In Deutschland werden die SDF als Befreier gefeiert. Beweise, dass die SDF so brutal morden wie der IS, gibt es bisher nicht.

Aber auch sie scheren sich nicht um Menschenrechte. Das zeigen unsere Aufnahmen und Berichte. Rakka wird nicht frei sein, bevor nicht die Bürger von Rakka die Macht übernehmen.

Die BBC hat gerade berichtet, dass US-Militärs und die Kurden hochrangigen IS-Leuten freies Geleit aus Rakka gewährt haben. Bestätigen das Ihre Recherchen?

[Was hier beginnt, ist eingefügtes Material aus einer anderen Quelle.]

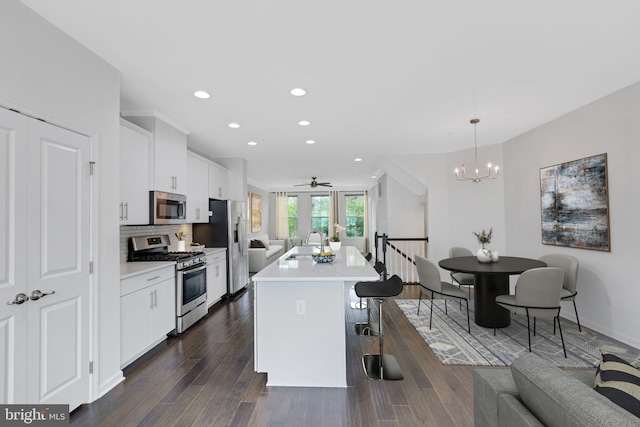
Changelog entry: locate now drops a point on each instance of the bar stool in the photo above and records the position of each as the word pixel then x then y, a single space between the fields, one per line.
pixel 381 366
pixel 370 328
pixel 361 305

Ja, wir hatten schon vor der BBC darüber getwittert. Nur finde ich, dass dieses Abkommen viel früher hätte greifen müssen. Es macht mich sauer, das sie den IS so spät haben ­gehen lassen. Hätten die Militärs dem IS gleich zu Beginn ihrer Offensive auf Rakka freies Geleit gegeben, hätten Tausende Zivilisten gerettet werden können. Aber nein, man hat zugesehen, wie der IS wochenlang Zivilisten als menschliche Schutzschilde benutzt hat, wie er sie an die Kanonen verfüttert hat. Das zeigt, dass die Zivilisten der internationalen Gemeinschaft egal sind.